AkzoNobel has beaten expectations with record profits and unveiled plans to overhaul the business as it continues to bat away a takeover attempt from a US rival.

The Dulux paint maker chalked up a 13% rise in earnings to 376 million euros (£314 million) in the first quarter of this year, with revenues climbing 7% to 3.7 billion euros (£3.1 billion) over the period.

The announcement came as the Dutch firm said it would return 1.6 billion euros (£1.3 billion) to shareholders in 2017 through a new strategy that will lead to the creation of two separate firms by hiving off its Specialty Chemicals business from its paints and coatings arm.

AkzoNobel , which employs 3,000 staff across the UK, is hoping the new plan will win the favour of investors left disgruntled by the firm's decision to snub talks with PPG Industries following its second takeover tilt worth 22.4 billion euro (£19.5 billion).

Maelys Castella, AkzoNobel's chief financial officer, said the company was committed to increasing returns to shareholders and had launched a 150 million euro (£125 million) share repurchase plan during the first quarter.

She said: " Our record performance continued this quarter, showing the substantial growth momentum we have across the business.

"Significant progress continues across all our business areas, reflecting both our strong customer focus and great portfolio of brand."

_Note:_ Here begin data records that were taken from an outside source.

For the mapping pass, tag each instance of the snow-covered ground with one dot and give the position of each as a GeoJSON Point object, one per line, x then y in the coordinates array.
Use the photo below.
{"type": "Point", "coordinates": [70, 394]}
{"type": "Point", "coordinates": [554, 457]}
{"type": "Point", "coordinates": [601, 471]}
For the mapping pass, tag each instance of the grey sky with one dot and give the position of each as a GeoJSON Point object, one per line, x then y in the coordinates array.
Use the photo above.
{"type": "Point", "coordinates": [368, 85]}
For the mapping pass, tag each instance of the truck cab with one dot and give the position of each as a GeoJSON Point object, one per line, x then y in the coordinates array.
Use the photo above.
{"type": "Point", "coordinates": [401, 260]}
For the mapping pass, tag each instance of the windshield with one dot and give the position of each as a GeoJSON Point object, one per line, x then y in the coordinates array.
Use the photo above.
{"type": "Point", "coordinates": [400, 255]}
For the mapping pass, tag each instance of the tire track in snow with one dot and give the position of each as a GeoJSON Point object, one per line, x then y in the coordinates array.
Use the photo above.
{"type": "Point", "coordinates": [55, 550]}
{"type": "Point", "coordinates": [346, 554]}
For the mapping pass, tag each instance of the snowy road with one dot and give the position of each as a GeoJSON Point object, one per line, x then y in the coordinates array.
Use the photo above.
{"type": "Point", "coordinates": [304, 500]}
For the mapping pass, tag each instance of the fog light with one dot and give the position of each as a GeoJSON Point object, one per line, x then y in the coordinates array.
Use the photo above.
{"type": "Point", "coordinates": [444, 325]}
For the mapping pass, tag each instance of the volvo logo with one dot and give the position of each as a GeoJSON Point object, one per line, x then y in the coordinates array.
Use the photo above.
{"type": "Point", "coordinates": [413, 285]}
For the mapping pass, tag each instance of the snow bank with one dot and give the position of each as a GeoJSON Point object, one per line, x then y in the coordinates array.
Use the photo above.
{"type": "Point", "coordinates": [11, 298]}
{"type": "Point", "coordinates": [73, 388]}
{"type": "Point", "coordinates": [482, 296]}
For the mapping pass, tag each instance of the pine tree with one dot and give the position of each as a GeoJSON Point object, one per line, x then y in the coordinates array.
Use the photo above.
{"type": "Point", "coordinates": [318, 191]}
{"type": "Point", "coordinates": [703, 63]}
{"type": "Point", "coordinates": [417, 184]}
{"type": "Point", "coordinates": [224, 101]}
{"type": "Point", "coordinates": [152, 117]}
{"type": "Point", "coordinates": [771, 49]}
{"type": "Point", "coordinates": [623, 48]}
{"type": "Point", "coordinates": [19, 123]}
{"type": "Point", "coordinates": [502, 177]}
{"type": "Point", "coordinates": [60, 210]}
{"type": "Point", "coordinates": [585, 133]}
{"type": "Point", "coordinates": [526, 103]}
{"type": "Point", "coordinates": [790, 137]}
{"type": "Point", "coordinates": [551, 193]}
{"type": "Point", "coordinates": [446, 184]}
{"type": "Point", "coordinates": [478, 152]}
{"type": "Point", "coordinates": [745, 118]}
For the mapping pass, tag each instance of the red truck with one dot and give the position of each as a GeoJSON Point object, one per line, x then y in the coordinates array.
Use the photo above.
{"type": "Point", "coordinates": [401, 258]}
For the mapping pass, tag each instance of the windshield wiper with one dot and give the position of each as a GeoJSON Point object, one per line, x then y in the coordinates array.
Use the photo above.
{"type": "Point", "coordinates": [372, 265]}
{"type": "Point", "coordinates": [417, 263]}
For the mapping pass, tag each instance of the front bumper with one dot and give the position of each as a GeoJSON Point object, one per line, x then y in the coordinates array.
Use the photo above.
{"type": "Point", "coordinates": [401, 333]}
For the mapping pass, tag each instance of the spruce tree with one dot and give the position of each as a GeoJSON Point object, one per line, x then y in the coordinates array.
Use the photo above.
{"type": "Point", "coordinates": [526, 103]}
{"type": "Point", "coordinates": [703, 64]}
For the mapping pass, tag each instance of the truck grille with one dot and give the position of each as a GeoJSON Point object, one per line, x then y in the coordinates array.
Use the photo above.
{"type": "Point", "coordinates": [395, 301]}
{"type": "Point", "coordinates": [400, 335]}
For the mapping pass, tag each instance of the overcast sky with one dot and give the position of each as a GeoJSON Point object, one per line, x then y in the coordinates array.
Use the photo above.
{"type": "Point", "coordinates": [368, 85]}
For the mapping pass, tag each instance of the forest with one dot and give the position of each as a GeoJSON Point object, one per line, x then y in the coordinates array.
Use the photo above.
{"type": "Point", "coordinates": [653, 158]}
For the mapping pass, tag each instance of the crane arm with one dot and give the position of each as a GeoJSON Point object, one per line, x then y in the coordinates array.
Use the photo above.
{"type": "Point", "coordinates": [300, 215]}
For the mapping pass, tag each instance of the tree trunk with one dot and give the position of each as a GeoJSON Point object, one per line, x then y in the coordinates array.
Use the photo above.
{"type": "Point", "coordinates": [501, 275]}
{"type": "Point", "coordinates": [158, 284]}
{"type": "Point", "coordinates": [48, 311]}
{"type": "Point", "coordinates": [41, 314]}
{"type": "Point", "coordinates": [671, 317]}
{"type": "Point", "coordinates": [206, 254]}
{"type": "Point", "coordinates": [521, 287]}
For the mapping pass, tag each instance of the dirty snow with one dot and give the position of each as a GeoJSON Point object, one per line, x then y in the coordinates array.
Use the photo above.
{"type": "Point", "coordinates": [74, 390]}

The company also hiked its full-year outlook, with earnings now expected to be 100 million euro (£84 million) higher than 2016.

Focusing on the new strategy, chief executive Ton Buchner said: "Our commitment to substantial shareholder returns reinforces our belief that the plan we are outlining today will create a step-change in value creation, generating significant shareholder value in the short, medium and long term.

"It will be delivered at pace, with a clear timeline and is in the best interest of all stakeholders."

In an open letter on Monday, Pittsburgh-based chemicals manufacturer PPG ramped up the pressure on AkzoNobel, claiming its vision to stay independent was risky and would create less value than if the two companies combined.

It follows calls from a ctivist investor Elliott Advisor, which holds more than 3% of the Dutch firm, for an extraordinary general meeting (EGM) where investors can vote to remove AkzoNobel chairman Antony Burgmans.

Known for its strong-arm tactics, Elliott has previously warned it would attempt to oust AkzoNobel's managers if the company refused to commence talks with PPG.

The Dutch company rejected the request for the EGM earlier this month in a bullish response that saw it accuse Elliott Advisors of sharing ''price sensitive information''.

The Polycell manufacturer reported the investment company to the Dutch Authority for the Financial Markets (AFM) and urged Elliott to outline its relationship with PPG Industries.

Elliott and other shareholders, including Columbia Threadneedle and Henderson, have urged the paint maker to engage with PPG, but AzkoNobel has said the offer undervalues the company.

AkzoNobel announced plans earlier this year to build a 12.6 million euro (£10.7 million) innovation hub near Gateshead, safeguarding 270 jobs.

The firm is also looking to launch a 110 million euro (£93.7 million) Dulux paint factory in Ashington, Northumberland.